# How far off from ball



## golf fanatic 57 (Apr 4, 2007)

How far should the ball be from your feet when driving?


----------



## U Grooves (Feb 13, 2007)

depends on shaft lenght, personal comfort, swing shape..


----------



## Golfbum (Oct 14, 2006)

Preferably about 280 yards :laugh: 
But as mentioned it depends on the club being used, your height, your swing style etc. No one is the same.
See a Certified Pro for more help :thumbsup:


----------



## 65nlovenit (Dec 8, 2006)

Lets put it this way, if you were looking straight on a golfer all lined up and ready to drive, you should see a straight line from the ball, up the shaft, to his left shoulder. Dont reach for the ball, and don't crowd it. what more can I say.

Del


----------



## 300Yards (Jan 23, 2007)

Pretty much your arms should be free to swing back, without your body interferring much. The ball should be close enough to where your right elbow is tucked nicely against your boady at the top, but not touching...make sense? Try various positions, and you will find that sweet spot, eventually.


----------



## golf fanatic 57 (Apr 4, 2007)

Thanks. I'll try it and work on it.


----------



## Chivas (Apr 5, 2007)

Hey 300 what's your handicap?


----------



## U Grooves (Feb 13, 2007)

3 ruls of thumb.

1. Dont ever reach out to the ball. Doing this will make your swing thought be to swing wider in order to bring the club back to where it was, which will result in your hands getting slightly behind the ball resulting in a block, or you will return the club to that spot, but your lower body will naturally lag behind, resulting in a low hook shaped shot.

2. Dont crowd it. You will never ever hit it straight when you are crowding the ball. Have a bit more than palm's width between your hands and your "long fellow", and make this width increase as the club gets longer, but only increase fractionally.
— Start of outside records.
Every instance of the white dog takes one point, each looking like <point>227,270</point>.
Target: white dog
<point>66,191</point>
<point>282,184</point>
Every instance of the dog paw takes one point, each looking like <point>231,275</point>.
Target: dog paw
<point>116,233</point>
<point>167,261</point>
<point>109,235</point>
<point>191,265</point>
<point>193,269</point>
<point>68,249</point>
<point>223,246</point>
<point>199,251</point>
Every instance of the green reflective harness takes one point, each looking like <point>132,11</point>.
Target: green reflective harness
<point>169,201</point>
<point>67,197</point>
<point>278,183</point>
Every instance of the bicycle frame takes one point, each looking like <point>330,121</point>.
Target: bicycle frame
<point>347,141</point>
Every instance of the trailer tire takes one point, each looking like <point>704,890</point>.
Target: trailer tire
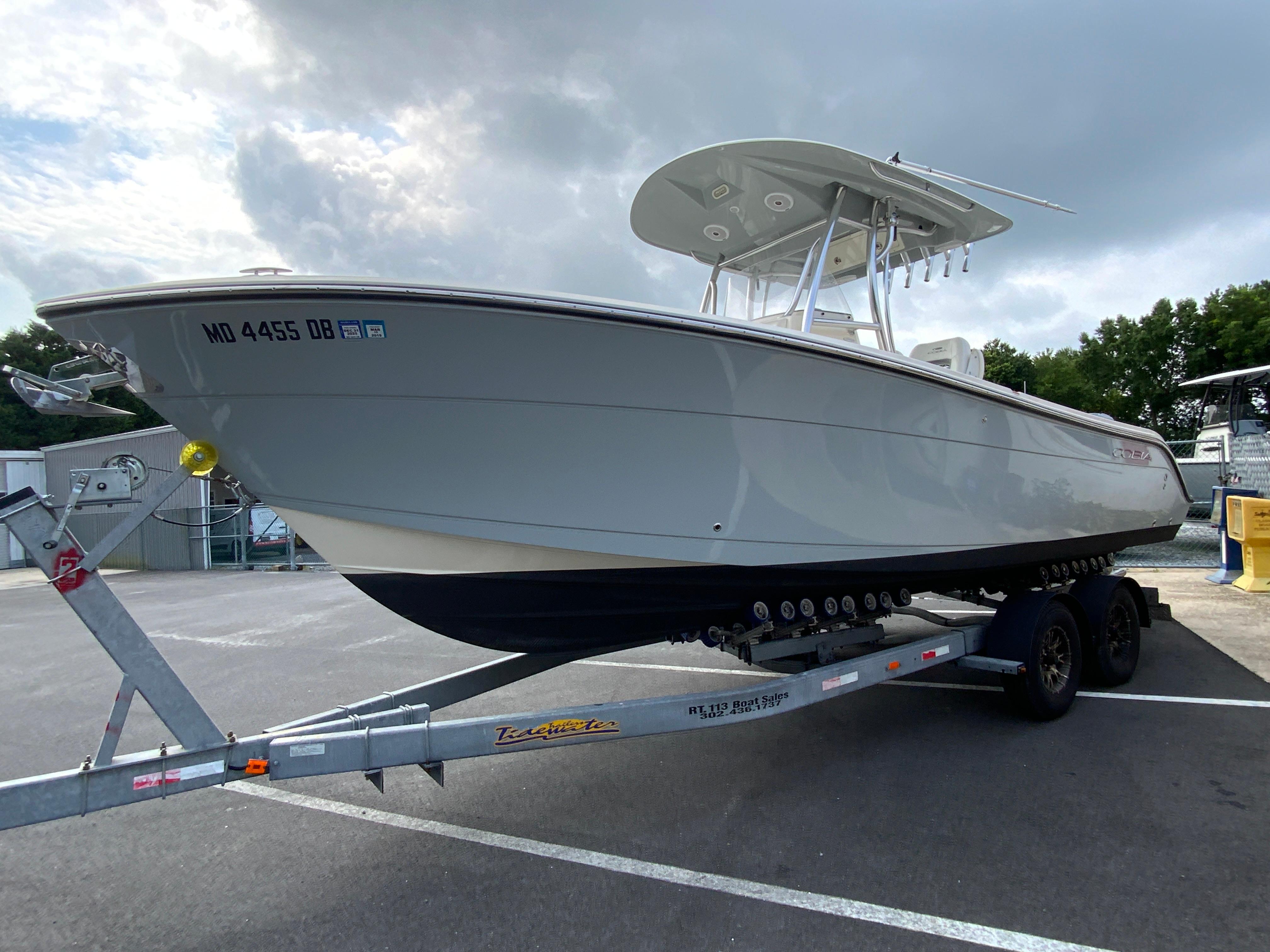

3. Get a lesson. A pro will be able to assist you in acheiving a comfortable and suitable setup position.


----------



## U Grooves (Feb 13, 2007)

Chivas said:


> Hey 300 what's your handicap?



Well, i play off 1.2 and if i remember correctly, he is lower than me :laugh:


----------



## Doby45 (Mar 7, 2007)

Chivas said:


> Hey 300 what's your handicap?


Just from what I have seen, lurking around, he drives ever ball 300+ yards, hits every club 50 yards more than most people, chips in everytime from 100 yards in and rips everyone of these awesome shots with no glove. I would guesstimate his handicap is well under scratch and he will be playing Augusta next week.


----------



## white_tiger_137 (Mar 23, 2006)

> Just from what I have seen, lurking around, he drives ever ball 300+ yards, hits every club 50 yards more than most people, chips in everytime from 100 yards in and rips everyone of these awesome shots with no glove. I would guesstimate his handicap is well under scratch and he will be playing Augusta next week.


 
HAHAHAHAHA :laugh: 

Another piece of advice. Put a club in your hand and close your eyes. Now bring it above your head and let it drop on the ground. This is pretty close to where you should be.


----------